Procurador-geral da República entra com ação no STF contra uso das emendas Pix

Paulo Gonet, procurador-geral da República — Foto: Carlos Moura/SCO/STF

Valor

O procurador-geral da República, Paulo Gonet, enviou ao Supremo Tribunal Federal (STF) uma ação direta de inconstitucionalidade (ADI) contra as chamadas emendas Pix. O PGR pediu uma liminar para suspender imediatamente o pagamento desses recursos até que a Corte analise o mérito da ação.

Na peça, Gonet sugeriu ainda que o caso seja enviado ao ministro Flávio Dino, por ter relação com o chamado “orçamento secreto”. Esse tipo de emenda permite a destinação de recursos federais a Estados e municípios através de transferência, sem necessidade de celebração de convênio ou indicação do programa, projeto ou atividade que as verbas serão dirigidas.

Para o PGR, o sistema gera perda de transparência, de publicidade e de rastreabilidade dos recursos orçamentários, além de ofender vários princípios constitucionais, como o pacto federativo e a separação dos Poderes.

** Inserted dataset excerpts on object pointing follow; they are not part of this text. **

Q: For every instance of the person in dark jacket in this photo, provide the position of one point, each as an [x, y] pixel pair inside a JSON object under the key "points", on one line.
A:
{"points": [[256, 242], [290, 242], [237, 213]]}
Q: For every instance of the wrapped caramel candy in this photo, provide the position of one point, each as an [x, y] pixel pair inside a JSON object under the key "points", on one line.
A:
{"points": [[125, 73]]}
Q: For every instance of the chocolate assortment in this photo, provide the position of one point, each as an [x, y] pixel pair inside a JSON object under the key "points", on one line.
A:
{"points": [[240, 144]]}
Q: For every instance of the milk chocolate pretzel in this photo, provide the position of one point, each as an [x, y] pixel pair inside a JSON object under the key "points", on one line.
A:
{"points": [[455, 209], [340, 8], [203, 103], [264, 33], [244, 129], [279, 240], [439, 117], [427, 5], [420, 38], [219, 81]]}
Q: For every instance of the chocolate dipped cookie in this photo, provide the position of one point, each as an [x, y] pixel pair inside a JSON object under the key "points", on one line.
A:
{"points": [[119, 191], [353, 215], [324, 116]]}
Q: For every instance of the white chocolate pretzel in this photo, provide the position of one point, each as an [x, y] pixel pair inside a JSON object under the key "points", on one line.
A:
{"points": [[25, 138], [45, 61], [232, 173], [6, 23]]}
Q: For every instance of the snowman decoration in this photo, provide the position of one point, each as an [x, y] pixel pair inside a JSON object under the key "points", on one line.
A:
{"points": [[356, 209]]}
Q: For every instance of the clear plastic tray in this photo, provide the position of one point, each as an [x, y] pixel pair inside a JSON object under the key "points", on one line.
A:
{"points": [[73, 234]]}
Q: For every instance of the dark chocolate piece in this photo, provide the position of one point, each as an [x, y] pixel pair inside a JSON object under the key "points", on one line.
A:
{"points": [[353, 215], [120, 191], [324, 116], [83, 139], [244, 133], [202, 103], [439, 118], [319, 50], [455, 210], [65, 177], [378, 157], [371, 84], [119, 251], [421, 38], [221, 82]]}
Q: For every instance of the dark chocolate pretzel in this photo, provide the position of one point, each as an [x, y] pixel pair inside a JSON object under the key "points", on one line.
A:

Gonet argumentou, na ação, que ao permitirem o repasse direto de recursos federais a outros entes federados, as emendas Pix ferem a lógica estabelecida pela Constituição para elaboração e execução do Orçamento.

Para o PGR, o modelo reduz o papel do Poder Executivo na operacionalização do Orçamento e representa a entrega da verba aos Estados e municípios de modo direto, sem possibilidade de fiscalização do uso dos valores. “A quantia simplesmente passa a pertencer ao ente político beneficiado pelo ato da singela transferência”, disse.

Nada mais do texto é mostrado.